Beta-secretase (BACE), an enzyme involved in the formation of the amyloid-beta protein, can also alter the mechanism by which signals are transmitted between brain cells, found researchers at the MassGeneral Institute for Neurodegenerative Disorders. Their results may explain the increased incidence of seizures in Alzheimer’s patients and suggest that potential treatments that block this enzyme may alleviate their occurrence.
“We have found a molecular pathway by which BACE can modulate the activity of sodium channels on neuronal cell membranes,” says study leader Dora Kovacs, Ph.D., director of the Neurobiology of Disease Laboratory in the Genetics and Aging Research Unit.

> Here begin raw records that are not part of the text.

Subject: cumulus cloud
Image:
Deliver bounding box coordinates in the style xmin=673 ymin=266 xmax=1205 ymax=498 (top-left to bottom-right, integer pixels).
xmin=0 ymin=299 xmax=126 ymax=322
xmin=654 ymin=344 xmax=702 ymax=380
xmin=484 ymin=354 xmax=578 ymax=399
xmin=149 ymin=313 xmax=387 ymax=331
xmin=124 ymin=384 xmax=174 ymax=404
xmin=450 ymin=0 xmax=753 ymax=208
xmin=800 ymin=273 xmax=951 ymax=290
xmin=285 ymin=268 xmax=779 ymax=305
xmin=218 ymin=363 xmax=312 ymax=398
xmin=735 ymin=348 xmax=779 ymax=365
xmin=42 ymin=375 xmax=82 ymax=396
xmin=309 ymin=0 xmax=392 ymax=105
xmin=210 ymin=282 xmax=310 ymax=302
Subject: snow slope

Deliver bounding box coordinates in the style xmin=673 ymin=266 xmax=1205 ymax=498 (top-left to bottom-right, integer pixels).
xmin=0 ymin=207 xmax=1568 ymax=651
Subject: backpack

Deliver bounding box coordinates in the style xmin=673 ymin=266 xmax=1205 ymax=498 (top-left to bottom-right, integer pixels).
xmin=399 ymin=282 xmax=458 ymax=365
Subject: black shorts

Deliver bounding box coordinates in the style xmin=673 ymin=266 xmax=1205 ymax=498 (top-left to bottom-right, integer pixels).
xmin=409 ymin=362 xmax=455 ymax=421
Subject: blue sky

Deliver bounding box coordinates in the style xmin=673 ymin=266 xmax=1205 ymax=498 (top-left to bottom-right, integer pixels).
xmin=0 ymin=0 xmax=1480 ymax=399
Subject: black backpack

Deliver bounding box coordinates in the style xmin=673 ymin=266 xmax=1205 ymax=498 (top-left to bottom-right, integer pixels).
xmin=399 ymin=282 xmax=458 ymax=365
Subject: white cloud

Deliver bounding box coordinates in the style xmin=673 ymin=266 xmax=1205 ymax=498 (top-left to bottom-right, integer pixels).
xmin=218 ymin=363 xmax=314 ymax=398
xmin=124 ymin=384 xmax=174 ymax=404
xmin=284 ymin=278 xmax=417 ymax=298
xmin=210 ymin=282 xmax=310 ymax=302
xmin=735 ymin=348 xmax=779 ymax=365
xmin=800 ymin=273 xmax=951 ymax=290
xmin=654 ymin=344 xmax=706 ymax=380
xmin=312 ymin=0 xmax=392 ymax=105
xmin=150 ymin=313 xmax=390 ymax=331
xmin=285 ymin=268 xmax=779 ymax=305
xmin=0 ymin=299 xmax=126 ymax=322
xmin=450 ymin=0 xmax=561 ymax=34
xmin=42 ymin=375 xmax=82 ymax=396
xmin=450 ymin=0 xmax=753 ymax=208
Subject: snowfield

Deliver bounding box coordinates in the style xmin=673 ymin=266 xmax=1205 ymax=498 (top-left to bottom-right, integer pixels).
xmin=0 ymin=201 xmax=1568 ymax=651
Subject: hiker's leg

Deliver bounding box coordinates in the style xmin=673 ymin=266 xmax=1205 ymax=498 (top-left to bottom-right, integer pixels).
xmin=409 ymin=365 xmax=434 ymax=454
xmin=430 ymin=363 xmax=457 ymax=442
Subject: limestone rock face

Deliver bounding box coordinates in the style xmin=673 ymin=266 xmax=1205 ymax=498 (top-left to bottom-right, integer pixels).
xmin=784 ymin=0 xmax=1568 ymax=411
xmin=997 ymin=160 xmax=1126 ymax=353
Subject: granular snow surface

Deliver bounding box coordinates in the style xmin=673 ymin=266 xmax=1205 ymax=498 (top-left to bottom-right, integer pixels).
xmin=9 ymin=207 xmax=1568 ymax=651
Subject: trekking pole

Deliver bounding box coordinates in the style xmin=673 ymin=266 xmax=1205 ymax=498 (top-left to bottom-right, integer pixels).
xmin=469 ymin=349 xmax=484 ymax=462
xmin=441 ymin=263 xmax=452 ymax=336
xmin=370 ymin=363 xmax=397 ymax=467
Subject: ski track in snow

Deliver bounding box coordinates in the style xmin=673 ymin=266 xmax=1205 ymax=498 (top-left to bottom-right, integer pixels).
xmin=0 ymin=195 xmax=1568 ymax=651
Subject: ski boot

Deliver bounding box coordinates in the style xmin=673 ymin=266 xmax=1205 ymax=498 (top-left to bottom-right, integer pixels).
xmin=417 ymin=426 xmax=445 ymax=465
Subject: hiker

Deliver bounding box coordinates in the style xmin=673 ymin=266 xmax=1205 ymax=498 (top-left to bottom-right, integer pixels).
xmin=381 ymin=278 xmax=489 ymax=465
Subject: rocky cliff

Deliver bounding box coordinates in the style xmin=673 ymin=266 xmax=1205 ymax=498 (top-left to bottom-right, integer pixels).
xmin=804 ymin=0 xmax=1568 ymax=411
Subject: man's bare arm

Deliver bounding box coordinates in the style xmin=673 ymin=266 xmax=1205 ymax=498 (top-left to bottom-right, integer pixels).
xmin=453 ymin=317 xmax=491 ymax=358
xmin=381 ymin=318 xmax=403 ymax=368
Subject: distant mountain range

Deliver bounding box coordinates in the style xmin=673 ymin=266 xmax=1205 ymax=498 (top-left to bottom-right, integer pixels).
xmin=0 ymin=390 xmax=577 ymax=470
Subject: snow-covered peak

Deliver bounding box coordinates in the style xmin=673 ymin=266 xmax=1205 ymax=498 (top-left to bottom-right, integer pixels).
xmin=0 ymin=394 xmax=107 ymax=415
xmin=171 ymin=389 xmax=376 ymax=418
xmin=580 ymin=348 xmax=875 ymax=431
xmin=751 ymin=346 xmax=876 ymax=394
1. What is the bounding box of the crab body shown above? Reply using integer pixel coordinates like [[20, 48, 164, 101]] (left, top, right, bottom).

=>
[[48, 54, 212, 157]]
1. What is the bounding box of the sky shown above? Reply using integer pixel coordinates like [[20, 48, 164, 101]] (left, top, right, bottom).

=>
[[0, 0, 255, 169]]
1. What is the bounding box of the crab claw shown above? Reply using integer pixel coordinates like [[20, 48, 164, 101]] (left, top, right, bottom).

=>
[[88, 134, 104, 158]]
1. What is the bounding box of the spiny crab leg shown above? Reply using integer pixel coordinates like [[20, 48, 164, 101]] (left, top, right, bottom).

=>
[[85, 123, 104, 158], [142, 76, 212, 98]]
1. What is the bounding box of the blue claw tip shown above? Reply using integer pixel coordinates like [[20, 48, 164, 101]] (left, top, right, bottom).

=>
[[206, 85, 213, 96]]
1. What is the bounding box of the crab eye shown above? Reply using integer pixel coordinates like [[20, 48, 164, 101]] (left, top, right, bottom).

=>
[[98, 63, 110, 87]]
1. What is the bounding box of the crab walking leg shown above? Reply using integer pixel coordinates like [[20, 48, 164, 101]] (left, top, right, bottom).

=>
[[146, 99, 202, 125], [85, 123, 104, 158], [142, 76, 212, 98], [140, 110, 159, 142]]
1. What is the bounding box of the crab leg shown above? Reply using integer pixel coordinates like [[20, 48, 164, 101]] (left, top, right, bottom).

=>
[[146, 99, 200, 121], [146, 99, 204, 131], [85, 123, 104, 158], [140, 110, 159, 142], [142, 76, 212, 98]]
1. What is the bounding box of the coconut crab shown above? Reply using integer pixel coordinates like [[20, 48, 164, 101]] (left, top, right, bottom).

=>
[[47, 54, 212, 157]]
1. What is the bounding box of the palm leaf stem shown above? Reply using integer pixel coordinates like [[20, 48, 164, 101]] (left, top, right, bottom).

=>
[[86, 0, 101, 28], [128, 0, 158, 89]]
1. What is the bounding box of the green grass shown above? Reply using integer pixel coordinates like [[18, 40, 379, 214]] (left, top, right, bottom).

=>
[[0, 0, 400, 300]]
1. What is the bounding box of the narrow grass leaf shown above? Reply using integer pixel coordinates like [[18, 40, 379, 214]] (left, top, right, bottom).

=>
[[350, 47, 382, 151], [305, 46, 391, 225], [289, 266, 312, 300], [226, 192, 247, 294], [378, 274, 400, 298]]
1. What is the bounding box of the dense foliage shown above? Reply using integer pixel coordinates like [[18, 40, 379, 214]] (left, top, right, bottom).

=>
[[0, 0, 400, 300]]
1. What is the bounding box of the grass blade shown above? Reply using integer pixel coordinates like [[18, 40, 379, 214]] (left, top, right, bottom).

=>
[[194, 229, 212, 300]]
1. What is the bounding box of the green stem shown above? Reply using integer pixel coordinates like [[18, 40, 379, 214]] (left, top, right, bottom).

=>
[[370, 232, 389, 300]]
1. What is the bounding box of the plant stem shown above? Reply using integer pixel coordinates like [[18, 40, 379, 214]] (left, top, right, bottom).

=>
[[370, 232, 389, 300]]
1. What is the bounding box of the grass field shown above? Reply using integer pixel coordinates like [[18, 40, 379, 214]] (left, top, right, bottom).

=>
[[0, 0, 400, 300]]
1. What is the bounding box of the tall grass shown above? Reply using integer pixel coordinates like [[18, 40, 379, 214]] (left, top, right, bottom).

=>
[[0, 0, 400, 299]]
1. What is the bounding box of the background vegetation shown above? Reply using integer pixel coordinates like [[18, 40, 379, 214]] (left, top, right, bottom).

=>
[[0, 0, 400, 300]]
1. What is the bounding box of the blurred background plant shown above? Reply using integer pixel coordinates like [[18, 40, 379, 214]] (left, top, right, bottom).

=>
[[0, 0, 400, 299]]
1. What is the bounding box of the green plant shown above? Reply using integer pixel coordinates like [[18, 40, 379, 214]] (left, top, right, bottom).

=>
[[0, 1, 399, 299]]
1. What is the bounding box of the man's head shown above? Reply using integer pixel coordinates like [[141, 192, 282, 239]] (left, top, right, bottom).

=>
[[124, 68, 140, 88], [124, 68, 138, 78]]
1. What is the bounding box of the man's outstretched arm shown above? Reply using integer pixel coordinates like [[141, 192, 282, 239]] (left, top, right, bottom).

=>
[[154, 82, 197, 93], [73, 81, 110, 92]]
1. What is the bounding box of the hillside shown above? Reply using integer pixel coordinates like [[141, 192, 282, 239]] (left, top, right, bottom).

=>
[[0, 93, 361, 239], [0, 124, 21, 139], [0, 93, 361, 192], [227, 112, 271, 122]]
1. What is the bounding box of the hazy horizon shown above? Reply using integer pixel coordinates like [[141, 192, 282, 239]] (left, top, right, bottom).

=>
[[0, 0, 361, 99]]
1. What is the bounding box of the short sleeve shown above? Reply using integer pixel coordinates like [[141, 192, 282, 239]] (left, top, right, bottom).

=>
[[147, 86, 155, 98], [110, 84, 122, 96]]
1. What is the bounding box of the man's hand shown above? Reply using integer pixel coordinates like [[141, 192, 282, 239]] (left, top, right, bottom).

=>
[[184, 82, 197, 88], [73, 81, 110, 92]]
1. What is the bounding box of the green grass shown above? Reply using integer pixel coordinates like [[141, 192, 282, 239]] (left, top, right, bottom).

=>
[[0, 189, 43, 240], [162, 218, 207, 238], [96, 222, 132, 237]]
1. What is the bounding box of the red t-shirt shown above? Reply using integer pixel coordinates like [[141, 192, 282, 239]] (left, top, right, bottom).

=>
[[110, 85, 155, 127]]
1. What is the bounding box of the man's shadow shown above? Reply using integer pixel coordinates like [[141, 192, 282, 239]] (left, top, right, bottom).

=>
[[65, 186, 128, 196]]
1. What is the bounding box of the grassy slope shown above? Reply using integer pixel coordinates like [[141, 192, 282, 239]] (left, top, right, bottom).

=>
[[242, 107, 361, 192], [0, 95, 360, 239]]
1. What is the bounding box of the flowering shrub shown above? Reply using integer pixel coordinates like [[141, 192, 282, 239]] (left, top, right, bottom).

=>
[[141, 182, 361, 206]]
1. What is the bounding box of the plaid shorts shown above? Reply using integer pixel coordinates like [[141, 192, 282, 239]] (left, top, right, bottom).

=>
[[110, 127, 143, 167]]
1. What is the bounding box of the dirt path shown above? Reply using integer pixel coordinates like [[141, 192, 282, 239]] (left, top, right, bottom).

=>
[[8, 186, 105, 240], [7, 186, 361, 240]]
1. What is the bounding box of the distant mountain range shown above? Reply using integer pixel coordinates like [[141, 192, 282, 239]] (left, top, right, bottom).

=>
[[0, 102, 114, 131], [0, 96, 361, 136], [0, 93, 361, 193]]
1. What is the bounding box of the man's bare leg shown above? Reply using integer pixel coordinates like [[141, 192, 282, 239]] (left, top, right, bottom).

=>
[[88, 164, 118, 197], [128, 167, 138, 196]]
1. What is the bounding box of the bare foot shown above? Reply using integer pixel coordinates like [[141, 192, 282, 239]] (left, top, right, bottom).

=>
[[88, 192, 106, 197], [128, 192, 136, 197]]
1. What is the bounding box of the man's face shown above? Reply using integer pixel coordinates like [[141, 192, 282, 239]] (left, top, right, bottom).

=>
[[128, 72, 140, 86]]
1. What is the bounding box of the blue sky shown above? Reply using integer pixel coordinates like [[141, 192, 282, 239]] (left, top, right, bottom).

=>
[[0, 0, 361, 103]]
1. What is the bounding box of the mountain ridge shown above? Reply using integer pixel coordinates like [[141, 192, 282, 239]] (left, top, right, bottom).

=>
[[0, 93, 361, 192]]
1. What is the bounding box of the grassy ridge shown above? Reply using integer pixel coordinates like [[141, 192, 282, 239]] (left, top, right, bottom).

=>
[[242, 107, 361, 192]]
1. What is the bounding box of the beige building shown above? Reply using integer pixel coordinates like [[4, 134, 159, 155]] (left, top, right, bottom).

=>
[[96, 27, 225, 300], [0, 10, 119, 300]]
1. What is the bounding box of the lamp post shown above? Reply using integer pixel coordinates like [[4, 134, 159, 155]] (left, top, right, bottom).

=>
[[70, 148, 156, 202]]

The investigators first confirmed that the beta2 subunit, which helps to regulate the sodium channels’ activity, can be acted on by BACE and gamma-secretase, releasing a portion of the beta2 molecule from the cell membrane.
A series of experiments using brain tissue from animal models and Alzheimer’s patients revealed a series of cellular events. Elevated levels of the free beta2 segment within the cell appear to increase production of the alpha subunits, which make up the body of the channel, but that those molecules are not incorporated into new channels on the cell surface. The resulting deficit of membrane sodium channels inhibits the passage of neuronal signals into and through the cells, potentially causing seizures.
The report will appear in Nature Cell Biology.